2. If indeed there was a quid pro
quo, and if the Iranians have any evidence of that, then Obama's denial that he
paid any ransom opens the door to Iranian blackmail of the administration over
this payola.
3. The U.S. airlift of cash to
Tehran quite likely sends a signal to the world that those strict U.S. sanctions
need not deter others from airlifting into Iran crates, or pallets, of cash,
which can then be used for Iran's terrorist and military ventures. The U.S.
government itself has set the example.
4. If there was nothing wrong with
Obama's $1.7 billion settlement with Iran, and his administration's handling of
the payments, then why won't his office provide full information about the
logistics, for the both the $400 million and the additional $1.3 billion, and
answer in good faith the questions of Congress and the press?
5. Finally, there's the ugly
matter of Obama belittling anyone who might question or criticize his cash
payola for Iran.
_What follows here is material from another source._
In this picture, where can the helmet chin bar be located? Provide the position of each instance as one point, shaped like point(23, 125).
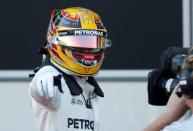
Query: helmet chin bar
point(68, 71)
That shows an utter disregard for his own promises of
transparency, and gross disrespect for the American public. It's terrible policy
for an American president to secretly ship $400 million -- or is it by now $1.7
billion? -- worth of cash to the terror-sponsoring ballistic-missile-testing
Islamic Republic of Iran. It's even worse when the president, caught out by the
press, chooses to defend himself by denigrating the reporters, and his fellow
citizens generally, as sensation-seeking fools. The best retort by now, no
matter what the presidential mockery, is don't stop following the money.